Eine Folge des enormen Administrationsaufwands ist, dass Neulinge länger auf Antworten auf wichtige Fragen warten müssen, aber auch, dass zu wenig Zeit für wirksame Onboarding-Aktivitäten bleibt. Oft liegt das daran, dass der Automatisierungsgrad beim Onboarding verglichen mit dem, was möglich wäre, noch ziemlich niedrig ist.
„Auch wenn viele Organisationen, die während der Pandemie rekrutieren mussten, Teile des Onboardings automatisiert haben, lässt das Ausmaß der Automatisierung noch Raum für Verbesserungen“, bestätigt Anil Vijayan, der sich als Partner beim Beratungsunternehmen Everest Group intensiv mit HR, KI und Automatisierung beschäftigt.
Laut der Haufe-Umfrage stecken Digitalisierung und Software-Einsatz bei HR in vielen Bereichen noch in den Anfängen. 40 Prozent der Befragten gaben an, dass sie ihre Rekrutierung noch mit analogen Maßnahmen erledigen, während 83 Prozent sagten, ihr Unternehmen habe im vergangenen Jahr „keine zusätzlichen (digitalen) Onboarding-Maßnahmen ergriffen“. Zu ähnlichen Ergebnissen kam schon 2017 eine Studie von Human Capital Institute (HCI) und dem HR-Software-Anbieter Kronos.
Der Automatisierungsgrad lässt sich auf mehreren Wegen erhöhen. Moderne HR-Systeme wie BambooHR oder HiBob verfügen zum Beispiel über eine Pre-Onboarding-Funktion, die mit einer umfassenden Datenerfassung die Automatisierung vieler Prozesse ermöglicht.

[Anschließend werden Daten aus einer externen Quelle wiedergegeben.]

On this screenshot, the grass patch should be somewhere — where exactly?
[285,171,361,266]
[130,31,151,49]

In den letzten Jahren kamen vermehrt KI-Lösungen auf, die bereits in der frühen Phase des Onboardings durch Automatisierung zeit- und ressourcenintensive Prozesse und Aufgaben beschleunigen – etwa mit Chatbots oder virtuellen Agenten.
„Konversations-KI in Form von virtuellen Agenten kann verwendet werden, um die Anfragen neuer Mitarbeiter zu jeder Tageszeit zu beantworten, insbesondere in einem Remote-Kontext, in dem es möglicherweise nicht einfach ist, sich mit anderen Mitarbeitern zu verbinden“, erklärt Anil Vijayan von Everest Group.

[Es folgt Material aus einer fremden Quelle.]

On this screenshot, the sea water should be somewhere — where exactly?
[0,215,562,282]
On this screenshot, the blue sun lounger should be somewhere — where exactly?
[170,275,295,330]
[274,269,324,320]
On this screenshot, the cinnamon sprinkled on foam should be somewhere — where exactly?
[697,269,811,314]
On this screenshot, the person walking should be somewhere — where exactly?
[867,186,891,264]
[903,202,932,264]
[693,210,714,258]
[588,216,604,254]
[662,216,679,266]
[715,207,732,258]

Kavita Ganesan, KI-Beraterin und Autorin des kürzlich erschienenen Buchs „The Business Case for AI“, hat ein konkretes Beispiel parat: „Wenn Mitarbeiter noch keine Informationen zur Gehaltsabrechnung und zu Zusatzleistungen haben, kann die KI-gesteuerte Lösung nach und nach Aufgaben vorschlagen, um das zu erledigen.“
Der Markt für KI-basierte virtuelle Agenten ist noch recht jung, wächst aber schnell. Zu den bereits gut etablierten Anbietern gehört Leena AI. Das Unternehmen will mit seinen Produkten Organisationen helfen, aus dem Onboarding-Prozess ein ansprechendes, interaktives Erlebnis zu machen. Das Ziel ist, Unternehmen ein einheitliches Tool an die Hand zu geben, das einen reibungslosen und stetigen Kommunikationsfluss zwischen einem Kandidaten und einem Personalvermittler gewährleistet – von der Auswahlliste bis zum endgültigen Eintritt ins Unternehmen.
Leena AI lässt sich mit anderen Systemen wie SAP SuccessFactors, Workday oder Microsoft 365 verknüpfen, um eine abteilungsübergreifende Zusammenarbeit zu ermöglichen.

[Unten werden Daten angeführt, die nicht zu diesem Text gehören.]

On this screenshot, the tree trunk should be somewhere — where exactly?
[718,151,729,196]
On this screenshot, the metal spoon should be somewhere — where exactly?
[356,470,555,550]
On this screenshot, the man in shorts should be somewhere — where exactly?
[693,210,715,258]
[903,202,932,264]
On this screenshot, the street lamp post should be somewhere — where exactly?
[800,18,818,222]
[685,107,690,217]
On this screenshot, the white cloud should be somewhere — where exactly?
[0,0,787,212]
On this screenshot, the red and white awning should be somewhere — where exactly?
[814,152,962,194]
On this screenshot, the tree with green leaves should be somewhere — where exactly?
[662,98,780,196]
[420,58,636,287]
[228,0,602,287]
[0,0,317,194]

Diese Prozessautomatisierung führt zu extrem kurzen Reaktionszeiten und zu Personalern, die sich auf personalisierte Dienste oder komplexe Sachverhalte konzentrieren können, statt stets wiederkehrende Fragen beantworten zu müssen. Und sie spart Geld. So berichtet etwa Infopro Learning, dass sein Kunde, ein großes IT-Unternehmen, nach Einführung eines HR-Chatbots 96.000 Dollar Kostensenkung pro Jahr für Onboarding-Programme verzeichnen konnte.